In the morning, Depression waited for me. I forced myself to do my morning routine. I went outside and talked to the elements and directions. I checked out the pumpkins (or the nonexistent pumpkins) and said hello to the damselflies. In the house again, I started the laundry. I told Mario I felt a bout of depression coming on. I saw the fear in his eyes. I hugged him and said, “It’ll be all right. It won’t stay.” After he left, I turned on some music and danced around the living room a bit, crying. Then I drove to Linda’s and left some fliers we had made for her. (She wasn’t home.)

I saw Mario on his break. I held his hand, felt his skin next to my skin, as we walked around town. After I left him, I stopped at the Old Oak. I did a little ceremony for my friend Kevin in Hawaii. Then I asked the Old Oak for some help for me too.

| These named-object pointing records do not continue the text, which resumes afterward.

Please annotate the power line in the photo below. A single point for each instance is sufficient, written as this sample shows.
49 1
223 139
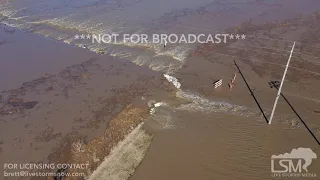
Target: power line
312 72
277 64
279 90
310 99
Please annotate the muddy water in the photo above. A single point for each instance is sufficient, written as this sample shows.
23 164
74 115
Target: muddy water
219 146
193 145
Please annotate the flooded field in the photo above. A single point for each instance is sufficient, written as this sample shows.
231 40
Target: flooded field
142 111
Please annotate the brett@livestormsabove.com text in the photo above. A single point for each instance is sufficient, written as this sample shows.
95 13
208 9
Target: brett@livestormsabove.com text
11 166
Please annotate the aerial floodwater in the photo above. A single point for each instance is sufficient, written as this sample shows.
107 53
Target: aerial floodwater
155 90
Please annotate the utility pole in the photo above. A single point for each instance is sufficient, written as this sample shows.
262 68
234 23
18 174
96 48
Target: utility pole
279 90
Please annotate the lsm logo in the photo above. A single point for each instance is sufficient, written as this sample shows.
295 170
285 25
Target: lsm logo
293 164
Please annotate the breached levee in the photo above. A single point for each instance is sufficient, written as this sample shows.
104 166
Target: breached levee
125 157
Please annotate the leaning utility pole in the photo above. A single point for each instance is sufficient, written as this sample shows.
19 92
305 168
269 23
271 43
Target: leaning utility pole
279 90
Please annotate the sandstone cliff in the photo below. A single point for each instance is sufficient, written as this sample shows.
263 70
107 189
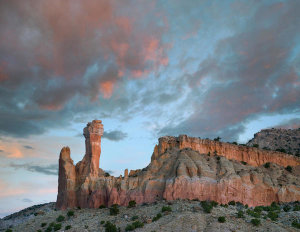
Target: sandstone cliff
287 140
181 168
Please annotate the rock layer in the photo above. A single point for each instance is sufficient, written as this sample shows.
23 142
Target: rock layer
181 168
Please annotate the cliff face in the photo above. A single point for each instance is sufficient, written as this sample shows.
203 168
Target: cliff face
278 139
184 168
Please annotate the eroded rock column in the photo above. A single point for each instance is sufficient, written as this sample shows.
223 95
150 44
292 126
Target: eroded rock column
92 133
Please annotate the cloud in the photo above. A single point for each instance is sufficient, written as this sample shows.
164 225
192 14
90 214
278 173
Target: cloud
289 124
46 65
51 169
115 135
251 73
28 147
27 200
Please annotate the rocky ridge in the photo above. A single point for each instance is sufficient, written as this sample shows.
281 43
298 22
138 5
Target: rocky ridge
286 140
181 168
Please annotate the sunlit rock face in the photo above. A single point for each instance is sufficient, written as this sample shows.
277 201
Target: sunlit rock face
181 168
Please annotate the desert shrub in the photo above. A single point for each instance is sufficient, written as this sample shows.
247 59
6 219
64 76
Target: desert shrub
102 207
286 208
114 209
134 225
296 224
240 214
231 203
267 165
166 209
289 168
221 219
207 207
129 227
217 139
158 216
134 218
255 222
110 227
70 213
296 208
214 203
258 209
131 204
275 206
253 213
272 215
60 218
57 227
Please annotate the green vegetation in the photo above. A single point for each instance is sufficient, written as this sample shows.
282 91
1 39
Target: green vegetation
252 213
114 209
255 222
221 219
231 203
166 209
110 227
134 225
60 218
267 165
158 216
272 215
70 213
207 206
131 204
240 214
57 227
286 208
134 218
296 224
289 168
217 139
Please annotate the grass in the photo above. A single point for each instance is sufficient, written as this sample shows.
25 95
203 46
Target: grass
166 209
114 209
158 216
221 219
70 213
60 218
110 227
131 204
134 225
255 222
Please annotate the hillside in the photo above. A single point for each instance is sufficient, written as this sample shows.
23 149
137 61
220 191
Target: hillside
285 140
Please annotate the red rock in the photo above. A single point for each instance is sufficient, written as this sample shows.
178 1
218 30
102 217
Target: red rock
180 169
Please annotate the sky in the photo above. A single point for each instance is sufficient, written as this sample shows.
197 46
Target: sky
145 68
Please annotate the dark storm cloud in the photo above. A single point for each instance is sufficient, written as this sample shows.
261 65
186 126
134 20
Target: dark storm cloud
28 147
115 135
51 169
290 124
251 73
27 200
45 62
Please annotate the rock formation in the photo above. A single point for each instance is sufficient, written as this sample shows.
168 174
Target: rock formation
287 140
181 168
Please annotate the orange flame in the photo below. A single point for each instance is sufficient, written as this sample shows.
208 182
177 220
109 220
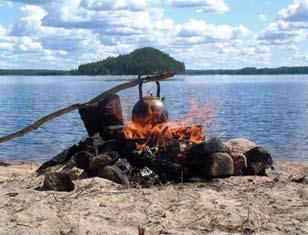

Home again. I kept writing this post. Adding and then deleting some hurtful events in my past. I could feel the oak beneath my hand still—more than I felt the stings of those slaps. Who gives a shit about some cashier I don’t care about. It was just nice seeing the Poet. Linda has never meant to hurt me, and I've always known that. For now, I need to sleep and relax. As for Mr. Dee, he needs to hit the road.

Thanks for listening. It is a kindness I appreciate. 3 comments

3 Comments:

What, you mean you haven't had surgery to cut off a portion of your toes so that you can wear those Manolo Blahniks or Jimmy Choo shoes?!

How unfashionable you are! ;-)

See Ellen Goodman's article about that:

http://www.workingforchange.com/article.cfm?ItemID=16125

By Anonymous Anonymous, at 3:37 PM  

The courage it takes for sharing this publicly is no small thing.

As a fellow frequent visitor to the bell jar myself, I remind you to remember that it does get better. This too shall pass. This is hard to remember in the moment but that is when it is imperative to challenge the irrational perceptions of your befuddled mind.

Seems like you were doing a pretty good job of that in this exercise. Wobble on and if you fall, don't roll over, reach up and grab a friend's hand. For that which you think you want the most in these times--isolation--is the most dangerous place to be.

Do take care of yourself

love joy peace

By Blogger Joy Renee, at 4:48 AM  

Kali Ma! Tou-freaking-che. I'm going to go kiss that Old Oak.
Depression? You've got a sword woman.